Les substances de la famille des benzodiazépines présentent des métabolismes différents selon la structure de la molécule. La vitesse d’élimination, c’est-à-dire la demi-vie7 ,nécessaire aux différentes benzodiazépines qui sont parfois métabolisées sous des formes actives sur le plan pharmacologique, est variable (voir Tableau 1). Les produits d’action rapide ont une demi-vie de moins de 24 heures, comme le midazolam ; les composés à action intermédiaire, comme le nitrazépam, ont des demi-vies d’une durée de plus de 24 heures, alors que les composés à action longue durée, comme le diazépam, ont des demi-vies de plus de 48 heures. Ces demi-vies varient aussi selon les individus et, particulièrement chez les sujets âgés, chez qui ces substances ont tendance à être éliminées plus lentement.

Tableau

Le Valium® (diazépam) est un exemple intéressant quant à son métabolisme (Figure 4). Utilisé pour le traitement de l’anxiété, il se métabolise en trois autres benzodiazépines qui sont également actives, soit, le témazépam (Normison®) et le nordiazépam (Nordaz®, vendu en France) et en oxazépam (Seresta®) qui est le métabolite du nordiazépam. Ainsi, la prise d’un comprimé de diazépam demandera entre 140 et 280 heures, soit environ 6 à 12 jours pour être totalement éliminé. Et comme le diazépam se métabolise en témazépam éliminé entre 20 et 90 heures (1 à 3 jours), et en nordiazépam, éliminé entre 210 et 1000 heures (7 et 40 jours), lui-même transformé en oxazépam qui disparaît en 28 et 77 heures (1 à 4 jours). La prise quotidienne de diazépam demandera beaucoup de temps pour que le corps en soit totalement libéré.

7 La demi-vie est le temps nécessaire pour la concentration d'une substance diminue de 50 %. On estime qu'il faut 7 demi-vies pour une élimination compltète du médicament

Diagram

Les endobenzodiazépines : des neurotransmetteurs endogènes

L'existencevi de sites de liaison spécifiques pour les benzodiazépines a généré l’hypothèse de l’existence de ligands endogènes. Trois familles de molécules ont été identifiées : les β-carbolines, les benzodiazépines endogènes et une famille de peptides appelés endozépines.

En 1980, les β-carbolines ont été mis en évidence dans l’urine et le cerveau humain. Ces substances produisent des effets opposés à ceux des benzodiazépines, à savoir anxiété et convulsions et possèdent, à faible dose, une activité psychostimulante. Les β-carbolines inhibent l'action du GABA et agissent comme des agonistes inverses des benzodiazépines.

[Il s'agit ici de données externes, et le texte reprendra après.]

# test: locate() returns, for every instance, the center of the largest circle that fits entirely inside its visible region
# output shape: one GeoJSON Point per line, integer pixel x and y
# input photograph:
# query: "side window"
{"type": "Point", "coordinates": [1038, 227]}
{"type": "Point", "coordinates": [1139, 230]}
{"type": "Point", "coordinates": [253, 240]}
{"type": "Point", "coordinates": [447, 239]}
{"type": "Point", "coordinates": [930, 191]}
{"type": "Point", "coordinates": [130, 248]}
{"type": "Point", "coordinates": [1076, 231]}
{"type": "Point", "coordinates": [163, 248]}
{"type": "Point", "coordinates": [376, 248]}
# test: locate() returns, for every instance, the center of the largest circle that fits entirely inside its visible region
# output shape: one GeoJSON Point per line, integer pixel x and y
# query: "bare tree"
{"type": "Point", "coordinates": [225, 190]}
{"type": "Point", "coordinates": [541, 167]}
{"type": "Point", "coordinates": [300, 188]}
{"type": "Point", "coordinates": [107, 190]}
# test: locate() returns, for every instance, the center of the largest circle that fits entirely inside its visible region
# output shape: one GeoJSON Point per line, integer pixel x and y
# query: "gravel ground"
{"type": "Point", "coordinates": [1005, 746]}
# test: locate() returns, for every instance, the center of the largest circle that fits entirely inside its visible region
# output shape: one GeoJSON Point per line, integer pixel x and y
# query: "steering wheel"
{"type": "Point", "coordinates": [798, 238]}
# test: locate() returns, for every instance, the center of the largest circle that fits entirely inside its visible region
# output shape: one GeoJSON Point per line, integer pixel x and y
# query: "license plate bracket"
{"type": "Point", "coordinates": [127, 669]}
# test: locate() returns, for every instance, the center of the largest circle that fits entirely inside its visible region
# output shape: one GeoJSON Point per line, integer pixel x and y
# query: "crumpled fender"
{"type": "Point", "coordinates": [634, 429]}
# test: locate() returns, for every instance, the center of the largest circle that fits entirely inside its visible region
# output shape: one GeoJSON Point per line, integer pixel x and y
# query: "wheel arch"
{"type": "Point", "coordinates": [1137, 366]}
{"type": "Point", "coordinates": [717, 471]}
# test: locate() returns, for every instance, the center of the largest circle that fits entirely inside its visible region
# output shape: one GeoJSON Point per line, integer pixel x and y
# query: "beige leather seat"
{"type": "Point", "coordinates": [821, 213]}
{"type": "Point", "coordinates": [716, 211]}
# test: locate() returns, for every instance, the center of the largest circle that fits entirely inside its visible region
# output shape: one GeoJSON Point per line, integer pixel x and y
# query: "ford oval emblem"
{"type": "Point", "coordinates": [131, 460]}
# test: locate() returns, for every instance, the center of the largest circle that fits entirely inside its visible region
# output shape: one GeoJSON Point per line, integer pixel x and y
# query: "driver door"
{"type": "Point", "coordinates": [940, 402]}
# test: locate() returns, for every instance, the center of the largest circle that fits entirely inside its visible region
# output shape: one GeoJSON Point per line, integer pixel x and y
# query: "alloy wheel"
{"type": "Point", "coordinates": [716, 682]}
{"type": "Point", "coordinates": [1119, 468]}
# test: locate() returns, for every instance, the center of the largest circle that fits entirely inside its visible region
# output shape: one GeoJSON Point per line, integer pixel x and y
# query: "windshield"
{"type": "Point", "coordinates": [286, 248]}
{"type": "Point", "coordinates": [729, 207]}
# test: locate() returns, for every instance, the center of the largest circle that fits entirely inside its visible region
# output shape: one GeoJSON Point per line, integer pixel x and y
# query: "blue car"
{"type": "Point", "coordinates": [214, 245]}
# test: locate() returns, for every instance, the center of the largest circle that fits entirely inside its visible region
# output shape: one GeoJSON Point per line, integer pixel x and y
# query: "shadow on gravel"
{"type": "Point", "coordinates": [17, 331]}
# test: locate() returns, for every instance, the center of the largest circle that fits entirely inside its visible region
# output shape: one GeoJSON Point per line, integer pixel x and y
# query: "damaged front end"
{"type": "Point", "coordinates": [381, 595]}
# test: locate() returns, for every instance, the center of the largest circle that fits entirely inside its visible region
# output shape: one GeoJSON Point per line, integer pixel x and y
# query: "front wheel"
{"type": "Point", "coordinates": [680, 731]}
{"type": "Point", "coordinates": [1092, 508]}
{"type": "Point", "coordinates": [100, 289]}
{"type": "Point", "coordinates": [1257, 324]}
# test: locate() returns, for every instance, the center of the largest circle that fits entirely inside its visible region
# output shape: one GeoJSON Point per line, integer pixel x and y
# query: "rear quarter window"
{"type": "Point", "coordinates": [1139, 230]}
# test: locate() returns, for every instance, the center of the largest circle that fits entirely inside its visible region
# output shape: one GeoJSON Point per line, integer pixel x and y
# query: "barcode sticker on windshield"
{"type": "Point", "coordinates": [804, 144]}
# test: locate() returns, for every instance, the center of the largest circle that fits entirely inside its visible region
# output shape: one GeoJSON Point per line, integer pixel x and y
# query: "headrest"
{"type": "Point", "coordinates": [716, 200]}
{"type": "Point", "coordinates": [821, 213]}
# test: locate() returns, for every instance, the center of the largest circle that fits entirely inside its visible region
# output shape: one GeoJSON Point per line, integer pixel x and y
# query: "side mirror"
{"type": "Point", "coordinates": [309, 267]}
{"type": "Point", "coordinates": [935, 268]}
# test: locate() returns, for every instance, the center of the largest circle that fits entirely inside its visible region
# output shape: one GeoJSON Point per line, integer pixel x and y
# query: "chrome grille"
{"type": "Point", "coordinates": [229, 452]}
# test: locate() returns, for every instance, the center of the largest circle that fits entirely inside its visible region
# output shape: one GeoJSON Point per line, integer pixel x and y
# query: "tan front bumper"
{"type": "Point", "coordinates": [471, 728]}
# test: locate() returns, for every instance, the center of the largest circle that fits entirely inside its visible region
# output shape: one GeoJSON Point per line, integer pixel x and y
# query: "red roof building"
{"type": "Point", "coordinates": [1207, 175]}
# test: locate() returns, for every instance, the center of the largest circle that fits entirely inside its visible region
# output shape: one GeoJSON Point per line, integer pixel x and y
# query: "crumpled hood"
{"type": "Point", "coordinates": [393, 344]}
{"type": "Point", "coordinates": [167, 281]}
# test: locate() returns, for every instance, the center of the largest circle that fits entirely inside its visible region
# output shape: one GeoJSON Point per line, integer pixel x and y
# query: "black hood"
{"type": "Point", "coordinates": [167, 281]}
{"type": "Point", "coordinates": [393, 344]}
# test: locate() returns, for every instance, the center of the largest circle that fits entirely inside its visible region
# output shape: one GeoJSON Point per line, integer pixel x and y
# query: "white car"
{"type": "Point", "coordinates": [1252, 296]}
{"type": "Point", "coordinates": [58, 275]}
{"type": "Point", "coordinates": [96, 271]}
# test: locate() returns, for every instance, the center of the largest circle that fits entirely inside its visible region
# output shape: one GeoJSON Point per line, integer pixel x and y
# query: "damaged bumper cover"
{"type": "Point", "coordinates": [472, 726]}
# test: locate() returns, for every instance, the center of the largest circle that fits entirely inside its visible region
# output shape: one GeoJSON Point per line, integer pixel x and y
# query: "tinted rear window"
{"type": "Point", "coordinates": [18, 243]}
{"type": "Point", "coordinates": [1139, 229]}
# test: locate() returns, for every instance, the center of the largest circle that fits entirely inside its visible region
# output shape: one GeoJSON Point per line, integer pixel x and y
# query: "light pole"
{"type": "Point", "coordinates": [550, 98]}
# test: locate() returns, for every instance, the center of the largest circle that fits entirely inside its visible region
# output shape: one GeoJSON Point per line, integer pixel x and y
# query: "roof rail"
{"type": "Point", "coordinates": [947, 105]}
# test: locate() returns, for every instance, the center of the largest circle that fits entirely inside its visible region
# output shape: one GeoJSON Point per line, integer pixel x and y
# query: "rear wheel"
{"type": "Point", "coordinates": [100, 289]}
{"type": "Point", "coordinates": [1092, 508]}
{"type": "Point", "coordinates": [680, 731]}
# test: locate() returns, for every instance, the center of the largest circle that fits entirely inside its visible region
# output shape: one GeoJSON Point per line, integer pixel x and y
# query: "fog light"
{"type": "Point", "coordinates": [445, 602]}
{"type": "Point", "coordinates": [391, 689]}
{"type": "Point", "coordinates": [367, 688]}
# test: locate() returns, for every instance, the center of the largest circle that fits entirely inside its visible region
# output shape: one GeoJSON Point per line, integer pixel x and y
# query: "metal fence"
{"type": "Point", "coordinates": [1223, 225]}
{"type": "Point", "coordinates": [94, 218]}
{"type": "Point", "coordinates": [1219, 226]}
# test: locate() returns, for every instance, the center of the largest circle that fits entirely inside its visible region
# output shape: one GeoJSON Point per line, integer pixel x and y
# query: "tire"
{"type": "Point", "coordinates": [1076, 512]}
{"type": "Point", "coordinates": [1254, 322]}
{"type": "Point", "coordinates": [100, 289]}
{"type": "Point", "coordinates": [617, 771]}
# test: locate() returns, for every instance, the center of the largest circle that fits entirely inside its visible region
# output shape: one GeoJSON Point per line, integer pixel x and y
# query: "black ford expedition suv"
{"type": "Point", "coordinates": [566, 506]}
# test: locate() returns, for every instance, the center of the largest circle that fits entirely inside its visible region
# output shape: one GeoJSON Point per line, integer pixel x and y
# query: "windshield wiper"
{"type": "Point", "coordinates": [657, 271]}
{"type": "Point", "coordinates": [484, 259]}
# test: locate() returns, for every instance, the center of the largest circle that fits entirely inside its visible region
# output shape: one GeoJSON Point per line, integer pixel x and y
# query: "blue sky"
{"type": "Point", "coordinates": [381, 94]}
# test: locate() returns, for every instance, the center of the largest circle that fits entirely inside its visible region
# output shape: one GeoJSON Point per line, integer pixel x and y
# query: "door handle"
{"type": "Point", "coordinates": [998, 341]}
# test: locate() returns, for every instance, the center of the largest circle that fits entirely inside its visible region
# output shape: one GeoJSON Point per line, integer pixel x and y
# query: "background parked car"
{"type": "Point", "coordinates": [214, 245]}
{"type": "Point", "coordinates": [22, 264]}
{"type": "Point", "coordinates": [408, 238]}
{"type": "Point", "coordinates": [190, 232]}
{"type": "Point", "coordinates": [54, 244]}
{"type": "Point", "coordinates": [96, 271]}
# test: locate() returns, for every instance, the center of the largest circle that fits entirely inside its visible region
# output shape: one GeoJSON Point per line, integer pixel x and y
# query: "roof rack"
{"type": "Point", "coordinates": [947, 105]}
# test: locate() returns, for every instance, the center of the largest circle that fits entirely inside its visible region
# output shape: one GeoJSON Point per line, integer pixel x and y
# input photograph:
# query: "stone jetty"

Mais déjà en 1940, ont été découvert des composés présentant les mêmes effets que les médicaments de la famille des benzodiazépines qui seront mis sur le marché dans les années 1960. De plus, récemment, il a été observé que ces ‘’benzodiazépine-like’’, sont générés par des microorganismes, comme le Penicillium cyclopium ou Streptomyces refuineus et par de nombreux végétaux (céréales, riz et pommes de terre), ainsi que dans divers produits d'origine animale. Les benzodiazépines endogènes pourraient donc être d'origine alimentaire ou même synthétisé par notre microbiome8.

Il y a également les endozépines qui désignent une famille de peptides endogènes capables de se lier aux récepteurs des benzodiazépines. Elles dérivent toutes d'un polypeptide appelé diazepambinding inhibitor (DBI) qui présente la caractéristique de déplacer les benzodiazépines et les β -carbolines de leurs sites de liaison.

Ces études montrent que la régulation de l’activité des neurones quant à leur inhibition paraît plus compliquée que la simple activité d’un neurotransmetteur comme le GABA. Le GABA n’agirait pas seul !"

8 Le microbiome humain représente l’ensemble des gènes du microbiote, c’est-à-dire des milliards de bactéries qui vivent dans le corps humain et que l’on appelait avant la flore intestinale d’un corps humain. (Nutr Rev. 2012 August ; 70(Suppl 1): S38–S44. doi:10.1111/j.1753-4887.2012.00493.x)

Les benzodiazépines : Une remise en question

Un sujet de controverse

Depuis leur introduction, les benzodiazépines ont assez rapidement été sujet de controverses, avec des opinions très polarisées : pour certains, efficaces, sûres avec une bonne compliance chez les patients, pour d’autres, au contraire, à grand risque de dépendance et de consommation abusive. Et récemment de nombreuses études commencent à mettre en évidence des conséquences inattendues de leur utilisation, telles que des problèmes cognitifs et psychomoteurs. De plus, la possibilité de développer une d’addiction et des abus de consommation apparaissent comme un vrai problème. Malgré les guidelines et les avertissements pour une consommation raisonnable, il apparaît que l’usage des benzodiazépines demande plus de prudence que prévu, surtout quant à la durée de la prescription. Ainsi, de plus en plus de questions se posent sur un bon usage de cette molécule qui reste un outil thérapeutique très intéressant. Mais comme toujours, en toxicologie, le principe de la dose, reste fondamentale (sola dosis facit venemum9). Après 50 ans d’utilisation et, parfois, de surutilisation, il apparaît que le ratio risque/bénéfice des benzodiazépines reste positif chez la plupart des patients lors d’une consommation sur une courte période (2 à 4 semaines). Un usage au-delà de 4 semaines semble associé à de nombreux risques de tolérance (dépendance physique) et d’addiction. Certaines recherches estiment même possible des changements structurels dans le cerveau, imaginant l’utilisation de l’antagoniste des benzodiazépines, le flumazénil, pour aider au sevrage.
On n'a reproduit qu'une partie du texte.